Bias, Risks, and Limitations
This KDE can only use the data in our current dataset. At this time that is data at CMU during Fall 2025. This puts geographic and temporal contstraints on the current model fit.
This model only shows the highest concentration of lanternflies. It does not and can not make any estimations of reasons for these density measurments. Additional tools are needed to use the KDE outputs in useful research tasks.
Recommendations
This model is recommended to be used with data gathered with a specific area and time period in mind. This will allow the KDE to accurately model the data and regions provided.
Training and Testing Details
Training and Testing Data
This model was trained on our geolocal dataset rlogh/lanternfly_swatter_training
Training and Testing Procedure
KDE models do not train like standard ML models. Instead they read the entire dataset, or subset of data, and calculate the relative densities based on the proximity of points.

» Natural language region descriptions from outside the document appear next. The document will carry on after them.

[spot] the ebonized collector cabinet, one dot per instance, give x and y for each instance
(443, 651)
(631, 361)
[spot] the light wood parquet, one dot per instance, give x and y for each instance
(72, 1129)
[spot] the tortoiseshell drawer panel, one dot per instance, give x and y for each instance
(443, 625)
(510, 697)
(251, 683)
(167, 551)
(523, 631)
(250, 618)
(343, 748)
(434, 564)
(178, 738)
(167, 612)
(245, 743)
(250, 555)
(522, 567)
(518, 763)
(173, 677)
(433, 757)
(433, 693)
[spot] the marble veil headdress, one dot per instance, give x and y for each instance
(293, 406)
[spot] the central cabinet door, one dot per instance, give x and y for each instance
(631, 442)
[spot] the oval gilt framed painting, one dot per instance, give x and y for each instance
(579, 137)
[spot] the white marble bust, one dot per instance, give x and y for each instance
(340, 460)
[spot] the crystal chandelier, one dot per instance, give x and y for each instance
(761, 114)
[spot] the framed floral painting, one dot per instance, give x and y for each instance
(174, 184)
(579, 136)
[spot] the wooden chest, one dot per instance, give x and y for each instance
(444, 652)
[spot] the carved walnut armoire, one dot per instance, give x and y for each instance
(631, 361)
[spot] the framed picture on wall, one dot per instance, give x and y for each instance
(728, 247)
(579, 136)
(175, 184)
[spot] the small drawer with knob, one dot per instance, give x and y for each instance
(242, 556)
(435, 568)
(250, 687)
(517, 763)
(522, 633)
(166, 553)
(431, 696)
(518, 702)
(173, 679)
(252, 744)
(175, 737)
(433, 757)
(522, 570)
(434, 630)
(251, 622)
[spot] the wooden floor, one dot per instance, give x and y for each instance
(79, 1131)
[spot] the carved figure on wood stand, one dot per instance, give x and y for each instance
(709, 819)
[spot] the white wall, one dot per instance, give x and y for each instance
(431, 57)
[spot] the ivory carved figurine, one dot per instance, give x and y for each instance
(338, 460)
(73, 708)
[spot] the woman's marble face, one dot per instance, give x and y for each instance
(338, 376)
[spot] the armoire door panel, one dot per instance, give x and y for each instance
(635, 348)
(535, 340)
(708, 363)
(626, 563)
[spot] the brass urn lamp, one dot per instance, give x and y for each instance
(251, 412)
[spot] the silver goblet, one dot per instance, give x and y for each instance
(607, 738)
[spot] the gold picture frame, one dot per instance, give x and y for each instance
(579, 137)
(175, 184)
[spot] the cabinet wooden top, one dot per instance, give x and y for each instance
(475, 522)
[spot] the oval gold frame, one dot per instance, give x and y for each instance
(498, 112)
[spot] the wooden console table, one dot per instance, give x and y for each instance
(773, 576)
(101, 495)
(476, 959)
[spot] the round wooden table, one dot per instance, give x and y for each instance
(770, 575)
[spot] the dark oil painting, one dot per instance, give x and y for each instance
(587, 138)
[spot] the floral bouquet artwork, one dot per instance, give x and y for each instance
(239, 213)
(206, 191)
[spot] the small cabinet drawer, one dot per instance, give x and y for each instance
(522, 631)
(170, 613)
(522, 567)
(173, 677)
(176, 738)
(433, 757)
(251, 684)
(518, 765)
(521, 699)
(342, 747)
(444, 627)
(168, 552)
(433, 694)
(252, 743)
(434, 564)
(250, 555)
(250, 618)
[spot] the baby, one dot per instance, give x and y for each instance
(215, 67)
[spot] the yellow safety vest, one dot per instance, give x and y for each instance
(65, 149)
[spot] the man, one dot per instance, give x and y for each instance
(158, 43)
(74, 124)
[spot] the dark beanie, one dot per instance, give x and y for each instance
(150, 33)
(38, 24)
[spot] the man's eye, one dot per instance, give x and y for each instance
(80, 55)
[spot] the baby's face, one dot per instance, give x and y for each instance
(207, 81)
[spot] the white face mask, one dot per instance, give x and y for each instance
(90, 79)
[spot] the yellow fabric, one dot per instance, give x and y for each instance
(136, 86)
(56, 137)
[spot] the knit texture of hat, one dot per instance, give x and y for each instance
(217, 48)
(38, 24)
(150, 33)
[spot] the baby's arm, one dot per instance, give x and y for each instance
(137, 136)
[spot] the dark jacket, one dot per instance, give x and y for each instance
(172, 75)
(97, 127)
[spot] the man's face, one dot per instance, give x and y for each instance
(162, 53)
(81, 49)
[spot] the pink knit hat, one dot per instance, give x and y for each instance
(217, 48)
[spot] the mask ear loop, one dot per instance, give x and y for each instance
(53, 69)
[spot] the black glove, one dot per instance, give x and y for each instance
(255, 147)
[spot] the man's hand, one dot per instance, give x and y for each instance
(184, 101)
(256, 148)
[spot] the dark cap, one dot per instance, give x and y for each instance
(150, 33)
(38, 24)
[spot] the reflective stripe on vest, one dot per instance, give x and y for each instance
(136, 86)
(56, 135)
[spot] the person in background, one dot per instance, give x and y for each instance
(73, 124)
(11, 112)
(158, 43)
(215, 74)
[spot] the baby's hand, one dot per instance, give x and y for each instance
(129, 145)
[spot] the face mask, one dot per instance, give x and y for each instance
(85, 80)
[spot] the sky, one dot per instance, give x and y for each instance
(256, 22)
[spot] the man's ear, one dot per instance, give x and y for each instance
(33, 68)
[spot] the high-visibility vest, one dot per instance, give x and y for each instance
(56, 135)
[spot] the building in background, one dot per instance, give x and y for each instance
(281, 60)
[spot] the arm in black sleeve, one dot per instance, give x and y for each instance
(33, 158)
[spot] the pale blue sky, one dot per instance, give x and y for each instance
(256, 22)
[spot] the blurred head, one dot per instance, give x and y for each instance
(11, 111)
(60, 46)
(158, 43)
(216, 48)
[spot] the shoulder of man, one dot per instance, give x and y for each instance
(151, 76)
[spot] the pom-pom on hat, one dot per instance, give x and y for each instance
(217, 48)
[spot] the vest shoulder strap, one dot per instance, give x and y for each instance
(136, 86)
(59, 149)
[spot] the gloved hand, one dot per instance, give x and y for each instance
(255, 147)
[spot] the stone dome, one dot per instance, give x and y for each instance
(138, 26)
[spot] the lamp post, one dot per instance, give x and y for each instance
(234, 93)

Training and Testing Hyperparameters
The smoothing and calculations of the KDE can be altered depending on the bandwidth estimation method used.
In this case, the standard value of "scott" was used. This allowed for a middle ground between distinct small clusters and larger overall trends. Additional experimentation with the bandwidth method could be necessary for future datasets with different.
Evaluation
There are no metrics like accuracy for unsupevised models. To ensure the data fits the dataset correctly the plot is inspected by hand. This included testing different bandwith parameters like Scott, silverman, and integer values to determine the best fit. From this, the scott was determined to show the most easily readable values for hotspot.
Results
From this, we have a useful, lightweight model from SciPy that can rapidly model the relative densities of collected lanternfly data.
The limits of these result from the bandwidth parameters of and limits of the KDE function. In future if the bandwidth could be adjusted automatically based on the input region the models could be made more generalizable.
Summary
This model is a pre-built KDE from the SciPy library. In this case, it is being used to map different lanternfly datapoints for research and user purposes.